Der Schweizer Presserat hiess bei seiner letzten Sitzung eine Beschwerde gegen den «Schweizer Bauer» teilweise gut. Die Zeitung hatte es versäumt, bei einem erhobenen schweren Vorwurf darauf hinzuweisen, dass die betroffenen Personen für eine Stellungnahme nicht erreichbar gewesen waren.

Am 25. März 2008 berichtete die Online-Ausgabe des «Schweizer Bauers» unter dem Titel «Im Namen des Tierschutzes geschlachtete Kühe waren hochträchtig» zum wiederholten Male über einen Bauer im bernischen Madiswil, der seine Kühe vernachlässigt hatte. Der Fall war Anfang März publik geworden, nachdem der Berner Tierschutzverantwortliche Ende Februar das Vieh im Stall des Bauers beschlagnahmt hatte. Laut dem «Schweizer Bauer» hatte sich der Tierschutzverantwortliche damals (in der Printausgabe des «Schweizer Bauers» vom 8. März 2008) wie folgt vernehmen lassen: «Die Kühe liessen wir auf ihre Trächtigkeit untersuchen, diejenigen, die nicht trächtig waren, haben wir schlachten lassen.» Verschiedene Personen hätten in der Folge beim «Schweizer Bauer» angerufen und darauf hingewiesen, dass «unter den geschlachteten Tieren aus Madiswil auch trächtige und hochträchtige waren». Tatsächlich seien gemäss einem Auszug aus der Tierverkehrsdatenbank sieben von dreizehn geschlachteten Tieren trächtig gewesen. Derselbe Artikel erschien einen Tag später auch in der Printausgabe.

Am 28. März 2008 veröffentlichte die Online-Ausgabe des «Schweizer Bauers» einen ergänzenden Bericht.
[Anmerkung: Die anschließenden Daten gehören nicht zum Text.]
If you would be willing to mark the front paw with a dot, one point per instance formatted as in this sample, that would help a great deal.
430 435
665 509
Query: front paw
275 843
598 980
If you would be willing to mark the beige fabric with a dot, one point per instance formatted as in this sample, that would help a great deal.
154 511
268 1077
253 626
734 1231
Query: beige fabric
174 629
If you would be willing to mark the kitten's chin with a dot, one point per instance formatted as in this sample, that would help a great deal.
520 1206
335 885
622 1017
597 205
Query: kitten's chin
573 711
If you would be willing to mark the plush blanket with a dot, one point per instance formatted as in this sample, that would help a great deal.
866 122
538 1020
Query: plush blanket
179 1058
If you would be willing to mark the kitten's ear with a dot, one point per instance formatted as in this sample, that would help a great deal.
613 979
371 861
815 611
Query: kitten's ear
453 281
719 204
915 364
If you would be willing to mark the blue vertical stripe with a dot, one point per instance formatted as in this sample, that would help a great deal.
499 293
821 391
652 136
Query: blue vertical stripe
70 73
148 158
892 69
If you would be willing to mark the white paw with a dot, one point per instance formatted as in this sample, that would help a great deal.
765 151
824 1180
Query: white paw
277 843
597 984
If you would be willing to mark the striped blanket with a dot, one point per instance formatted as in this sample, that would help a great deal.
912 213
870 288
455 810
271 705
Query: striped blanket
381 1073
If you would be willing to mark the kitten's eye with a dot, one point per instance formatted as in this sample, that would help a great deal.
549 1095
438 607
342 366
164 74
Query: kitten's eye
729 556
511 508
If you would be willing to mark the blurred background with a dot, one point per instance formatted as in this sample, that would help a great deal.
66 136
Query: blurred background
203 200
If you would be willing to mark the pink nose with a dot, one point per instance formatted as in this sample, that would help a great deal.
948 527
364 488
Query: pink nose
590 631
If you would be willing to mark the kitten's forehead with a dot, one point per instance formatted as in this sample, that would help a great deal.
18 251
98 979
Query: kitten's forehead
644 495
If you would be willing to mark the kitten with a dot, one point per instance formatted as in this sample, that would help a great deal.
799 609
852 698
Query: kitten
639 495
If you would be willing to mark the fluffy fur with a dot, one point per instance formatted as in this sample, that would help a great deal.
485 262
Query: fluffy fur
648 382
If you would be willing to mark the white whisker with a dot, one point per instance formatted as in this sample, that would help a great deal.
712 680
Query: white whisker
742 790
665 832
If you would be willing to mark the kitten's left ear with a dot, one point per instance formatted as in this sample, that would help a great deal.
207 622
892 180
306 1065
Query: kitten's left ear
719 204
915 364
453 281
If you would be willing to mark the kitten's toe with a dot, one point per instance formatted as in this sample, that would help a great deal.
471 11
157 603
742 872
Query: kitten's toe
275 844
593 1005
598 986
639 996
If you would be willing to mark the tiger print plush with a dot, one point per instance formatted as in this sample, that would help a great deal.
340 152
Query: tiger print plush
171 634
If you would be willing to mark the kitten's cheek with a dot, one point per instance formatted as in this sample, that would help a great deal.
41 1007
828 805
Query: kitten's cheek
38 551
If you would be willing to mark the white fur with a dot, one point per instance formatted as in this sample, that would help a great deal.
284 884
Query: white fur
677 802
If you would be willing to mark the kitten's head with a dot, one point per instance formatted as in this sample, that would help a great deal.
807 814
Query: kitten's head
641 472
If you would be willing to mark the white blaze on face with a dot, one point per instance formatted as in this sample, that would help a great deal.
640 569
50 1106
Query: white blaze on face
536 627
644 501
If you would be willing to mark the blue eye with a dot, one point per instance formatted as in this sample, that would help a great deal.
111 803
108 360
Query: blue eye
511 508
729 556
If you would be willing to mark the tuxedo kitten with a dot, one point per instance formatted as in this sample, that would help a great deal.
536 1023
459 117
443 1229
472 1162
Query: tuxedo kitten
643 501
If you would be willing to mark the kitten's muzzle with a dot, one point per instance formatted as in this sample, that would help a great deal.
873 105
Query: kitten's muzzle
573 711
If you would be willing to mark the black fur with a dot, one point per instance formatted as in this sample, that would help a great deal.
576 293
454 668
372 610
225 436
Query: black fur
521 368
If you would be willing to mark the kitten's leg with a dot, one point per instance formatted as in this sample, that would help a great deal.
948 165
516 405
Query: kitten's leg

Unter dem Titel «Fall Madiswil: Amt bestätigt Schlachtung von trächtigen Kühen» erfuhren die Leser, das Amt für Landwirtschaft und Natur des Kantons Bern (Lanat) habe bestätigt, dass sechs trächtige Kühe geschlachtet wurden. Zurückgewiesen werde hingegen der Vorwurf, darunter hätten sich hochträchtige Tiere befunden. Der Online-Artikel ist mit einer «Richtigstellung» des Lanat vom 27. März
2008 zum Artikel vom 25. bzw. 26. März 2008 verlinkt. Der tags zuvor online veröffentlichte Bericht erschien am 29. März 2008 auch in der Printausgabe. Ebenso wurde die «Richtigstellung» des Lanat abgedruckt, übertitelt mit «Gegendarstellung Kanton Bern».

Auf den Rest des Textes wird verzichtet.